In Goose Creek, Turning Page Bookshop owner VaLinda Miller made an appeal for people to support local businesses this year more than ever.

“If you don’t support your local businesses this year, they are not going to be here next year,” she said.

“I know people are nervous and I know they are a little fearful, but if you wear a mask, wash your hands and keep your distance, you can shop at all of these local stores and find everything you need, ” Miller said.

Business has been slow at her bookshop since the pandemic started, but she’s promoting gift packages and books that parents remember when they were children.

Lowcountry Local First normally promotes a “Buy Local Month” from mid-November to mid-December.  This year, it’s calling it “Buy Local Season.” It started Nov. 1 and runs to the end of the year.

With national retailers offering deals earlier this year, the Charleston-based group decided it needed to stretch out its promotion.
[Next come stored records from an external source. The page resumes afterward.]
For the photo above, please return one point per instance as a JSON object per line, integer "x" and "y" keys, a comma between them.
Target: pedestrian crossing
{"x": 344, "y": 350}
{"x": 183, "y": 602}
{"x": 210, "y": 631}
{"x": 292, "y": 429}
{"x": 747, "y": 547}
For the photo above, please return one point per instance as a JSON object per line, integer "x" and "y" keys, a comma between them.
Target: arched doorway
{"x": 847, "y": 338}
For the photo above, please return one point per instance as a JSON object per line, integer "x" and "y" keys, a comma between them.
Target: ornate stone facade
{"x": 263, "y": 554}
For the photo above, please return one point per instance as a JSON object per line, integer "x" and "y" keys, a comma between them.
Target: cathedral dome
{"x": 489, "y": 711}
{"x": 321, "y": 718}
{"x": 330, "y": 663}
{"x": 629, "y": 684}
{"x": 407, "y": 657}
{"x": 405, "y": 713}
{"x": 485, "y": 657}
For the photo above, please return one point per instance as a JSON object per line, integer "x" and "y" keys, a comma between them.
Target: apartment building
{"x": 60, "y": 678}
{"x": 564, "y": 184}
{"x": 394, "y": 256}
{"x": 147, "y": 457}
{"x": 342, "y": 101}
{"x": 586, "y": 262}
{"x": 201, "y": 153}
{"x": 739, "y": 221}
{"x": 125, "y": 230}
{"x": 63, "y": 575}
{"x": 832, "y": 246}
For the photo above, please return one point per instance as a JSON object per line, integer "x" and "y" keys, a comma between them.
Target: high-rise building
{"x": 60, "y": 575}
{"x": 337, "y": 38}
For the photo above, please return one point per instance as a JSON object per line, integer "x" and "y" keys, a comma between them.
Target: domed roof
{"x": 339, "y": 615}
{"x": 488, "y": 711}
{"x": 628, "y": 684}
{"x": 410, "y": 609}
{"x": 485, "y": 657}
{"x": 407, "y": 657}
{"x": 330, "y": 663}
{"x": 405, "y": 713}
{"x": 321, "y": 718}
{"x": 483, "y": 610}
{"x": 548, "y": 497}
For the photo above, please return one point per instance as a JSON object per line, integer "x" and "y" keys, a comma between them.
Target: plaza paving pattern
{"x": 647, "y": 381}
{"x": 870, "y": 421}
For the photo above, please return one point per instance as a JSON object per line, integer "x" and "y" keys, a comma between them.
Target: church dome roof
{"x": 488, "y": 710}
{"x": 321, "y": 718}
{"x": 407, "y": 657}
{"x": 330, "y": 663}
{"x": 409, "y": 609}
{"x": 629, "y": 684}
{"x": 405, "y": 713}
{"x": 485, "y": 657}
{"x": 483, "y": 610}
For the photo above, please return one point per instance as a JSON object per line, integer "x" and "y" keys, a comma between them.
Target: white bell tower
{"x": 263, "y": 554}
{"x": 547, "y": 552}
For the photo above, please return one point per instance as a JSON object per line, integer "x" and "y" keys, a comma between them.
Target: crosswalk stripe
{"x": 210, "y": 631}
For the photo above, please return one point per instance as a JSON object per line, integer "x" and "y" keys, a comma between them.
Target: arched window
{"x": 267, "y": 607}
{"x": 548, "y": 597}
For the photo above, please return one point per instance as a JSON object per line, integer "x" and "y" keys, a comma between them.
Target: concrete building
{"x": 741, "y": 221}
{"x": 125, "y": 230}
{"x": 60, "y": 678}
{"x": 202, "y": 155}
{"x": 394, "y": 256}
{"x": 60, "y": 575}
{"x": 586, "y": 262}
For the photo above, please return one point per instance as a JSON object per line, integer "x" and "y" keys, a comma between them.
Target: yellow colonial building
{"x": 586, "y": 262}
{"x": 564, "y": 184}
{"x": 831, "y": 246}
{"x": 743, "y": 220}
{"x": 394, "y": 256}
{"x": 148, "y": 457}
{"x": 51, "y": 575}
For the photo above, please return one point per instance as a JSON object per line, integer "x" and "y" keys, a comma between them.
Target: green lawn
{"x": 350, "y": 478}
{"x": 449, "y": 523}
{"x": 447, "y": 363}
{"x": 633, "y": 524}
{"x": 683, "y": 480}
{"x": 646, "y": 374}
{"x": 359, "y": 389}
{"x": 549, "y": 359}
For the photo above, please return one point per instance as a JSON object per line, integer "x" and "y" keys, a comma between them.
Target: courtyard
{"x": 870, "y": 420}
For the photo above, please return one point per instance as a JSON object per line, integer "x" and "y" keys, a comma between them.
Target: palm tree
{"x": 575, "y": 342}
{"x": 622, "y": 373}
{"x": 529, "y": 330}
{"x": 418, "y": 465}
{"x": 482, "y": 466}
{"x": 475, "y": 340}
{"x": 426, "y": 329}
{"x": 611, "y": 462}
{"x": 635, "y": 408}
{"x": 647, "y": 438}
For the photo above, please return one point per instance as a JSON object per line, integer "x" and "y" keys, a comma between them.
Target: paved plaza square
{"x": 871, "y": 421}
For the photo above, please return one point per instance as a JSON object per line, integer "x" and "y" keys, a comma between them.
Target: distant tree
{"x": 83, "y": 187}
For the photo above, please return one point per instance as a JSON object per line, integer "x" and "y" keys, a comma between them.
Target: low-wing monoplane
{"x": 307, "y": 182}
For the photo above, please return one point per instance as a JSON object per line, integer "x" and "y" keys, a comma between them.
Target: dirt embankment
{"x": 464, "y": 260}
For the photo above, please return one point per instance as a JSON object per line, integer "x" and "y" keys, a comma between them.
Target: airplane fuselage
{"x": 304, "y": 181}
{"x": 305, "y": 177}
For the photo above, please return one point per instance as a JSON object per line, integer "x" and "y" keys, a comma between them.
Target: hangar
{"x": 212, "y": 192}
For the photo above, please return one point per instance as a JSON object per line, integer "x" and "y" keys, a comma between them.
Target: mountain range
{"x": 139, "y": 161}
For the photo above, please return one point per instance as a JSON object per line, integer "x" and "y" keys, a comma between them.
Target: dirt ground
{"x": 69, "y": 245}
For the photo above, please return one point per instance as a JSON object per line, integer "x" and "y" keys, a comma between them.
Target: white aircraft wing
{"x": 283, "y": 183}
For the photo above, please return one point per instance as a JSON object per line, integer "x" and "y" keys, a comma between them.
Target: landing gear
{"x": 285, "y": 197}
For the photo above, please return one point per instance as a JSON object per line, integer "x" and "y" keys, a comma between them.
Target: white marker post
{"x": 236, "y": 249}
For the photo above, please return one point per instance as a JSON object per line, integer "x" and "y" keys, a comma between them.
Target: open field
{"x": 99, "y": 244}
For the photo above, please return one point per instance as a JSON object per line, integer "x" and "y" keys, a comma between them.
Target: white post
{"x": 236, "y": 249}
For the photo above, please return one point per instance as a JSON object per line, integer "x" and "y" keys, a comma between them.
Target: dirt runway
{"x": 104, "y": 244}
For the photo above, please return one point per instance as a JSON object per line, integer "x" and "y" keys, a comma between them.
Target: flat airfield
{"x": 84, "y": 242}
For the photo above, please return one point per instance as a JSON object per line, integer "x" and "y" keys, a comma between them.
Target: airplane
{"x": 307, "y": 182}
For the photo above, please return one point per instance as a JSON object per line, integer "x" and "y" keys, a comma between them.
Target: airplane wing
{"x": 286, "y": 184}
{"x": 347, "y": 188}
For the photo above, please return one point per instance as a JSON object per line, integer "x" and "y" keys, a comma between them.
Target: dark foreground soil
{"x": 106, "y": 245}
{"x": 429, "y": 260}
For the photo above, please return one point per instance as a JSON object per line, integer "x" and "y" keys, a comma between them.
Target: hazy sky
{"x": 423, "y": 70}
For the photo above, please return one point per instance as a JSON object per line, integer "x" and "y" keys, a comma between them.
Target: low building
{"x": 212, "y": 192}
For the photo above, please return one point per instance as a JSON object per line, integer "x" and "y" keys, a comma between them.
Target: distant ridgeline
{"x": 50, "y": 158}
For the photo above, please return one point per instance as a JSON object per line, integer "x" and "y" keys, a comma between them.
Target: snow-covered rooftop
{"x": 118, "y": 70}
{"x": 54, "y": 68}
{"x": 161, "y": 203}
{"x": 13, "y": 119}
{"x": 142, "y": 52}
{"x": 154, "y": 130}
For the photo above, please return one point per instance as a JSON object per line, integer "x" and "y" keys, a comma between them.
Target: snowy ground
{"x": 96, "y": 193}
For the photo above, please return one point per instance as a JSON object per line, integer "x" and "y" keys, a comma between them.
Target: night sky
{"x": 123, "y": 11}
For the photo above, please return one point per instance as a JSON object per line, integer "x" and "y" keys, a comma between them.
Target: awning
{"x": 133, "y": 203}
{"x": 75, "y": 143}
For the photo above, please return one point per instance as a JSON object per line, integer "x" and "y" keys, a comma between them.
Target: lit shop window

“We know that we must invest in what we value or else risk losing it,” Lowcountry Local First spokeswoman Jordan Amaker said. “With all local businesses feeling the impacts of the COVID-19 crisis, our support is more crucial than ever to help pivot consumer spending to our community-based businesses whenever possible.”

Small Business Saturday is this weekend, but leaders at Lowcountry Local First think people should make it a point to shop at locally owned businesses more than one day a year.

“When we support locally owned businesses, 45 percent of each dollar spent stays within our community as opposed to only 14 percent with a non-local business,” Amaker said, citing a recent report.